Your city smells. Maybe good, maybe bad, but it definitely has a smell. And the researchers at DARPA — the research and development office at the U.S. Department of Defense — want to create a virtual map of your city's chemical smells to help recognize a chemical terrorist attack.
The idea behind the Chemical Cartography Project, as it's called, is that chemical terrorist attacks can be detected before they happen. Even the smallest amount of any chemical leaves behind traces that tools like sorpulent tubes could detect.
If DARPA created a massive virtual map of what different parts of every city is supposed to smell like, it would know when a chemical balance of some area had been altered in a way that suggested a chemical terrorist attack.
But not every place even within one city is the same chemically. For instance, the area around a gas station will have more petroleum-based chemicals than you would find around a grocery store.
That doesn't mean you can expect to see DARPA researchers walking down every block with chemical-sampling canisters any time soon. It would be prohibitively expensive, and would lead to an ethical and legal gray area as the agency tried to determine what is public space to test, and what isn't.
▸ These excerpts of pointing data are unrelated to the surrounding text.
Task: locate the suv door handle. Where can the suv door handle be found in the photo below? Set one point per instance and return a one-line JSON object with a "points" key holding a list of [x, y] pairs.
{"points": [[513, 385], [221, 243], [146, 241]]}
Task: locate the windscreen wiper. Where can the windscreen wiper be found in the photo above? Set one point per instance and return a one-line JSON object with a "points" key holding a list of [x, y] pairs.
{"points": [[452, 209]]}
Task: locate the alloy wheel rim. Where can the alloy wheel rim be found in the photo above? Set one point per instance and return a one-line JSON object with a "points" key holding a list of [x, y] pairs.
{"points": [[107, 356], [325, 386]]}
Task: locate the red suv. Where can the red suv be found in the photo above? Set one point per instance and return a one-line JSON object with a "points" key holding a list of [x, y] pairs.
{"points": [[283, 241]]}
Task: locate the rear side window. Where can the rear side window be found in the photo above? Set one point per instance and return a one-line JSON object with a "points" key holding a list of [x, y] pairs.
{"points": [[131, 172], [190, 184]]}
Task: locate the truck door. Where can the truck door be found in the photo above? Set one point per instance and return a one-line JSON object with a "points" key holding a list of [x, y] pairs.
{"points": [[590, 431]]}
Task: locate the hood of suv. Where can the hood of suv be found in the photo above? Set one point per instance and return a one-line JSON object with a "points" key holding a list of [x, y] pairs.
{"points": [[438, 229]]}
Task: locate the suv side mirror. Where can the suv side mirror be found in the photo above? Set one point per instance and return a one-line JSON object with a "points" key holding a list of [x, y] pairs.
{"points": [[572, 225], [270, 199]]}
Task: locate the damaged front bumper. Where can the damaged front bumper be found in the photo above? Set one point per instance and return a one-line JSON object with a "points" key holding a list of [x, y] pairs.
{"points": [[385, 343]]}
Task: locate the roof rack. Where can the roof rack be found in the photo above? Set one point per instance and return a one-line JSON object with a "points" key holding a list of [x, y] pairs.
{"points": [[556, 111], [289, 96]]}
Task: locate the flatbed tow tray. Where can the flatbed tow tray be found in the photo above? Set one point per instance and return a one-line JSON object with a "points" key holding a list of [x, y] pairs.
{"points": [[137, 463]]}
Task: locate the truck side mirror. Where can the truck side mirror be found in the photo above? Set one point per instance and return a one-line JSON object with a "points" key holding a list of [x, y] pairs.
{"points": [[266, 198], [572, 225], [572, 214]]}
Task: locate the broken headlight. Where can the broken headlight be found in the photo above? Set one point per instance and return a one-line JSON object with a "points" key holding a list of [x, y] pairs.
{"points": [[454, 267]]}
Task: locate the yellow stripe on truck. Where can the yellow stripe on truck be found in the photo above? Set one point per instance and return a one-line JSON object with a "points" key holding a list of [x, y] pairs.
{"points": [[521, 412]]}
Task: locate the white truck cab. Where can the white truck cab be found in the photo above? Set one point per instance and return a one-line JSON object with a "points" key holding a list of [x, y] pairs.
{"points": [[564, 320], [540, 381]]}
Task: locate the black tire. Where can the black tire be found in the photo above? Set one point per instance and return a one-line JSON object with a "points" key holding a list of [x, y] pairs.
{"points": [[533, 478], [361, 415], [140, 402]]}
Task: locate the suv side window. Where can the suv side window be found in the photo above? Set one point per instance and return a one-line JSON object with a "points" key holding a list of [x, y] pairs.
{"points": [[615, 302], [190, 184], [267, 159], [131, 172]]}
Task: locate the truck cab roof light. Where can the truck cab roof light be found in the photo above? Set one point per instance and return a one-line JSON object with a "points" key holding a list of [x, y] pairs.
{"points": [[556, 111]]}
For now, DARPA just wants researchers to build models for chemical maps. According to Wired, the data included on those model maps will include “chemical, meteorological and topographical data” from at least ten “local urban sources,” including “residences, gasoline stations, restaurants and dry cleaning stores that have particular patterns of emissions throughout the day.”
At each station, researchers will take chemical readings over a 48-hour period. Adjusting for atmospheric and environmental variables like wind speed and humidity, DARPA researchers will use that data to predict concentrations for different gases across a whole city. And stretching those findings across the city will allow DARPA to build their virtual maps.
This project is only in the initial phases, as DARPA is still seeking proposals for how researchers might build their models for the maps. The proposal deadline is Jan. 6, 2011.